Tom Temin: And just from a personal standpoint, I mean, looking at the people asking your opinion, as a person, the people that were targeted, apparently, or let’s say, received this radiation or received this injury, it wasn’t the Secretary of State, it wasn’t the ambassador, it wasn’t the people that could do good by an enemy standpoint by taking out so you almost get the sense that they were just experimenting with something for which they might have bigger plans down the line.
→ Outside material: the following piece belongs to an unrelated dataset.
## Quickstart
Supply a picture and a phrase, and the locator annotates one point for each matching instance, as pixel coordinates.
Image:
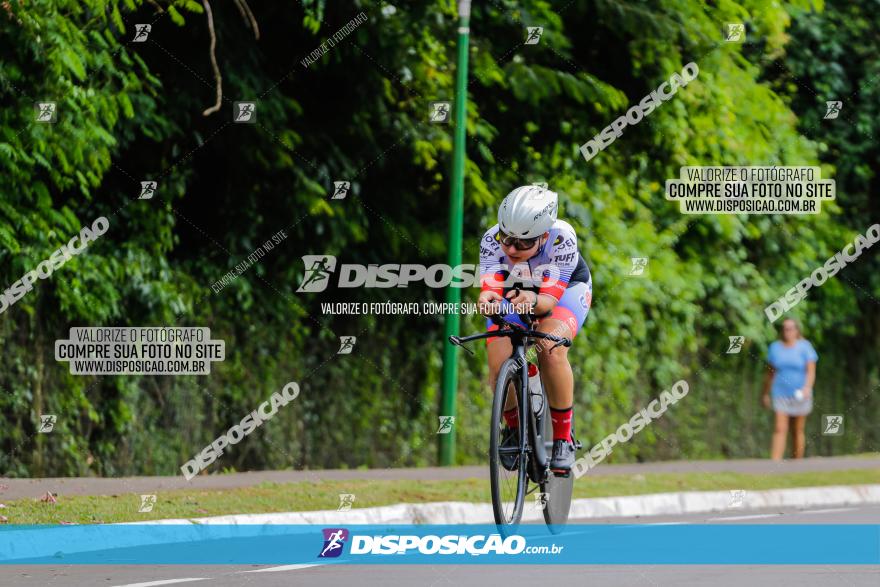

David Relman: Yeah, I mean, of course, the motivations of those who might have undertaken something like this, we have to reserve to the realm of speculation, and I don’t want to go down that road. But I will say that the people that we met, who were affected, and those that we’ve heard about through our work, are people who are doing really important work for our government overseas. These are not simply bystanders. These are our critical actors on behalf of all of our collective interests as a nation. And I would not presume that they don’t, in fact, serve in critical roles that made them targets, for example. So I think this really has to be looked at carefully. And I will tell you, from a personal point of view, and I think the committee would agree, the people we met, and the people we heard about, are undertaking sort of God’s work. I mean, they are working under extreme duress, in some cases. They are not asking for public acknowledgement, or some kind of grand thanks. They’re simply doing their work, really hard work, because they’re absolutely dedicated to the cause. And I mean, the stories we heard about them attempting to return to work without fanfare, just because they felt committed, but were unable to do so, really made clear that we were not talking about people who are malingering or had some secondary gain from missing work. That was absolutely not the case here, it seems to me. These are people who were truly injured, who wanted to be back working and could not, at least in the fraction who have had persistent problems and disability, and again, that’s about, in our estimationand the estimation of the CDC, about one-third.

Tom Temin: Dr. David Relman is chief of infectious diseases at the Palo Alto Veterans Affairs health system, and chair of the National Academies panel that looked into the head injuries of State and Commerce Department employees. Thanks so much for joining me.

David Relman: It’s pleasure to join you. Thank you for covering this important topic.